A national expert on drug endangered children will provide the big picture on how the Rx drug abuse and heroin epidemic is impacting children and families and recommend response strategies for law enforcement officers. Her presentation will review current drug trends in relation to the risk to a child resulting from a parent or caregiver’s illicit drug use, manufacturing, distribution or cultivation and non-medical use of Rx drugs. The presenter will raise awareness of key issues, emphasize the importance of collaboration and identify essential tools to safeguard children.
 
Next, the East Liverpool case study will be presented. After viewing the Time video, presenters from East Liverpool will provide more details about the incident. They will discuss the lessons they learned and the challenges they still face. They will describe the collaborative relationship between the police department and children’s services agency, as well as the police department and a faith-based training center. The final presenter’s personal testimony will illustrate that a police interaction can be the turning point away from addiction.
 
Upon completion of this course, participants will be able to:
  • Describe the national concern created by children exposed to misuse of illicit and Rx drugs.

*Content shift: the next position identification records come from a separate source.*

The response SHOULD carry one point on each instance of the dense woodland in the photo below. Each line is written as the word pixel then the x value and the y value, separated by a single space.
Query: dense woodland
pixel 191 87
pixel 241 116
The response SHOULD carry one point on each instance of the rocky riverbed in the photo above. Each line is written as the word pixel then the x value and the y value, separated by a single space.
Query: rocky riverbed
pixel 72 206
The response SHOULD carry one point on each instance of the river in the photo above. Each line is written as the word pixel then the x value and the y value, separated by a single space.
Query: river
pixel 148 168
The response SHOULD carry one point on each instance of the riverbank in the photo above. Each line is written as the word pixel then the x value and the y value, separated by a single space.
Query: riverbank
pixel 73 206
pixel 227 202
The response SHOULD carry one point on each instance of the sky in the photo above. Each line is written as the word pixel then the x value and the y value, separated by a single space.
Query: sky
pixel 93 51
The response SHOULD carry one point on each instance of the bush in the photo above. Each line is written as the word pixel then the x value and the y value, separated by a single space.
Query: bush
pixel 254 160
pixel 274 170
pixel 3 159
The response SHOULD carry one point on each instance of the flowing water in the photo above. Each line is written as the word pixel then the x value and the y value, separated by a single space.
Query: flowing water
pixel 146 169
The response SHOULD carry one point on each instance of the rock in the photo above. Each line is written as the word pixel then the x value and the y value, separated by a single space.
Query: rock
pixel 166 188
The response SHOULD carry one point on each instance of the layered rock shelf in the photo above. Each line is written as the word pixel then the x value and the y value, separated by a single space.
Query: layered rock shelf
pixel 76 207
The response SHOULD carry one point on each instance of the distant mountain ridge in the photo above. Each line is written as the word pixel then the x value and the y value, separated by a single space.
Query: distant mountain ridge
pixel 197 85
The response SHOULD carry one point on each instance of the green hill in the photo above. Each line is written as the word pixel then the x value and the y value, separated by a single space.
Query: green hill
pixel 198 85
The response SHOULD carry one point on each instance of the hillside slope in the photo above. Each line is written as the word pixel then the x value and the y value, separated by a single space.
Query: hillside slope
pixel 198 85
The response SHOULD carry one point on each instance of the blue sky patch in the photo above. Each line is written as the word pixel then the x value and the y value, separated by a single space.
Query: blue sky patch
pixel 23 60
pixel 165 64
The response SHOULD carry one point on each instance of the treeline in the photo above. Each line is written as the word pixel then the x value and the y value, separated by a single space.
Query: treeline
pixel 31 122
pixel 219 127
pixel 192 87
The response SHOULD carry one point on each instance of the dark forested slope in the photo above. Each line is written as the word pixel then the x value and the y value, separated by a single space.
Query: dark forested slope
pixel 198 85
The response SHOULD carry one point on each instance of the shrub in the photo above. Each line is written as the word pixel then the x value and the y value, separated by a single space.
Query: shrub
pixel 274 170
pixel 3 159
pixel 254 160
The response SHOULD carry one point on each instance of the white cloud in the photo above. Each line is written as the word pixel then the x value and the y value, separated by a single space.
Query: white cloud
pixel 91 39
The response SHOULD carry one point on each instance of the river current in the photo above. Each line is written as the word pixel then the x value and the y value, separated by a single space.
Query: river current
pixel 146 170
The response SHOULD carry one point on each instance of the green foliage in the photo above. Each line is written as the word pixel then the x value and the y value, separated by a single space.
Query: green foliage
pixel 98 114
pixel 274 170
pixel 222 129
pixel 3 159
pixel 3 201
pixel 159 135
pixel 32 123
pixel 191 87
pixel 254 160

  • Identify resources and promising practices to respond to children in drug environments.
  • Explain the importance of collaboration and a multidisciplinary response to children in drug environments.
  • Describe strategies for effective collaboration between a law enforcement agency and children’s services agency.
  • Express the role of faith-based training in improving outcomes for children and families dealing with addiction.
  • Discuss methods to raise public awareness of the dangers to children created by the opioid crisis.